Store WEZLANA vials, prefilled syringes and prefilled ConfiPen autoinjectors refrigerated between 2°C to 8°C (36°F to 46°F). Keep the product in the original carton to protect from light until the time of use. Do not freeze. Do not shake.

If needed, individual prefilled syringe, 45 mg vial and prefilled ConfiPen autoinjector may be stored at room temperature up to 30°C (86°F) for a maximum single period of up to 30 days in the original carton to protect from light. Record the date when the prefilled syringe, the 45 mg vial or prefilled ConfiPen autoinjector is first removed from the refrigerator on the carton in the space provided. Once the prefilled syringe, the 45 mg vial or prefilled ConfiPen autoinjector has been stored at room temperature, do not return it to the refrigerator.

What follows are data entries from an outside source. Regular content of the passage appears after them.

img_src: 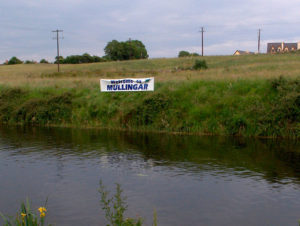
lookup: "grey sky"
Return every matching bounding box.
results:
[0,0,300,62]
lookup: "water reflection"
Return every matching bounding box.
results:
[0,125,300,183]
[0,127,300,225]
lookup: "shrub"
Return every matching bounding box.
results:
[193,60,208,70]
[0,200,47,226]
[99,181,142,226]
[40,59,49,64]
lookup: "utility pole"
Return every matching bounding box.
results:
[200,27,205,56]
[257,29,261,54]
[52,29,63,72]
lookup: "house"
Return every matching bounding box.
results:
[267,42,300,54]
[233,50,255,56]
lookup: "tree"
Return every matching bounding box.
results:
[7,56,23,65]
[178,50,191,57]
[104,39,149,60]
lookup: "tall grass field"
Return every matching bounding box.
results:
[0,54,300,139]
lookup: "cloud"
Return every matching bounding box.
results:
[0,0,300,62]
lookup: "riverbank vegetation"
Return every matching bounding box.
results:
[0,54,300,138]
[0,199,47,226]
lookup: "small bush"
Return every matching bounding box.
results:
[99,181,142,226]
[193,60,208,70]
[0,200,47,226]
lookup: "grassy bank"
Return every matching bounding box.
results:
[0,55,300,138]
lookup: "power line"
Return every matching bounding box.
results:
[52,29,63,72]
[199,27,205,56]
[257,29,261,54]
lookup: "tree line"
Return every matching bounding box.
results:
[4,39,149,65]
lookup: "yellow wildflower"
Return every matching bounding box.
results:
[39,206,47,213]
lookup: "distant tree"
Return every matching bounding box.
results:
[62,53,105,64]
[40,59,49,64]
[193,60,208,70]
[93,56,106,63]
[104,40,149,60]
[54,56,64,64]
[7,56,23,65]
[178,50,191,57]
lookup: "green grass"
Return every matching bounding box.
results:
[0,54,300,138]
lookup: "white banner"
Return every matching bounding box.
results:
[100,77,154,92]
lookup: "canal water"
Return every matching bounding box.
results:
[0,128,300,226]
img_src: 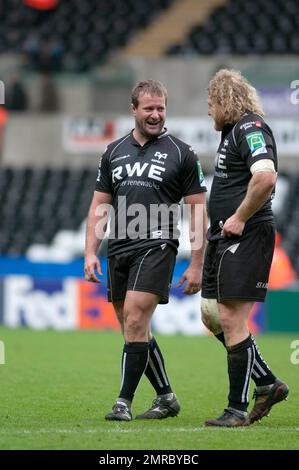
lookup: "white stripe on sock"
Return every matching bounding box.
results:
[148,358,163,388]
[154,348,169,386]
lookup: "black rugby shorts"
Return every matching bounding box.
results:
[107,242,176,304]
[201,222,275,302]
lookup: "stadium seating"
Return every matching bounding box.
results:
[168,0,299,55]
[0,168,95,255]
[0,0,173,71]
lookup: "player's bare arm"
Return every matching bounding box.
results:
[178,193,207,295]
[84,191,112,283]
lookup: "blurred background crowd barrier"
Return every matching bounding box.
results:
[0,0,299,334]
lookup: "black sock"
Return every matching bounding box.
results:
[119,343,149,401]
[226,335,255,411]
[144,338,172,395]
[215,331,276,387]
[251,336,276,387]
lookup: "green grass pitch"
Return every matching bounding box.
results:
[0,328,299,450]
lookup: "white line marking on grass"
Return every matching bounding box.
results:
[0,424,299,435]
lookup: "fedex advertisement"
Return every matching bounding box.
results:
[0,260,264,335]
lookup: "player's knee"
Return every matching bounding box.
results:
[124,309,148,338]
[201,298,222,335]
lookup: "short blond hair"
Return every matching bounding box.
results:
[131,79,167,108]
[208,69,264,124]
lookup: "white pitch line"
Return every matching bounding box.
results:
[0,426,299,435]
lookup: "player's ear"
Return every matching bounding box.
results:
[130,103,136,116]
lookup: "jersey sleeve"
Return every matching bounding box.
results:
[95,150,112,194]
[235,121,275,169]
[181,148,207,196]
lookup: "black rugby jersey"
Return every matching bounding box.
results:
[209,113,277,235]
[95,131,206,256]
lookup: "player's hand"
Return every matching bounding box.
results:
[84,255,103,284]
[221,214,245,237]
[178,266,201,295]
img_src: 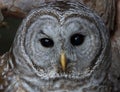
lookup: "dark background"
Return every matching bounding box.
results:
[0,16,22,55]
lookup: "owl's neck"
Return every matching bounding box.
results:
[9,51,111,92]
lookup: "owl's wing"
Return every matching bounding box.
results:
[0,53,9,92]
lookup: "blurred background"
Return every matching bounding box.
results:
[0,15,22,55]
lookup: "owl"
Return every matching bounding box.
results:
[0,1,117,92]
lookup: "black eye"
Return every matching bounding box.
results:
[40,38,54,48]
[70,34,85,46]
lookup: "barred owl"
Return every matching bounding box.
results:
[0,1,119,92]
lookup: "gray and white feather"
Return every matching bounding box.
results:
[0,1,112,92]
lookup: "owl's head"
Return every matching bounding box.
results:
[13,2,110,79]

Discard the prefilled syringe, the 45 mg vial or prefilled ConfiPen autoinjector if not used within 30 days at room temperature storage. Do not use WEZLANA after the expiration date on the carton or on the prefilled syringe, on the 45 mg vial or on the prefilled ConfiPen autoinjector.

Infections

Inform patients that WEZLANA may lower the ability of their immune system to fight infections and to contact their healthcare provider immediately if they develop any signs or symptoms of infection [see Warnings and Precautions (5.1)].

Malignancies

Inform patients of the risk of developing malignancies while receiving WEZLANA [see Warnings and Precautions (5.4)].

Hypersensitivity Reactions

• Advise patients to seek immediate medical attention if they experience any signs or symptoms of serious hypersensitivity reactions and discontinue WEZLANA [see Warnings and Precautions (5.5)].

Posterior Reversible Encephalopathy Syndrome (PRES)

Inform patients to immediately contact their healthcare provider if they experience signs and symptoms of PRES (which may include headache, seizures, confusion, or visual disturbances) [see Warnings and Precautions (5.6)].

Immunizations

Inform patients that WEZLANA can interfere with the usual response to immunizations and that they should avoid live vaccines [see Warnings and Precautions (5.7)].

Administration

Instruct patients to follow sharps disposal recommendations, as described in the Instructions for Use.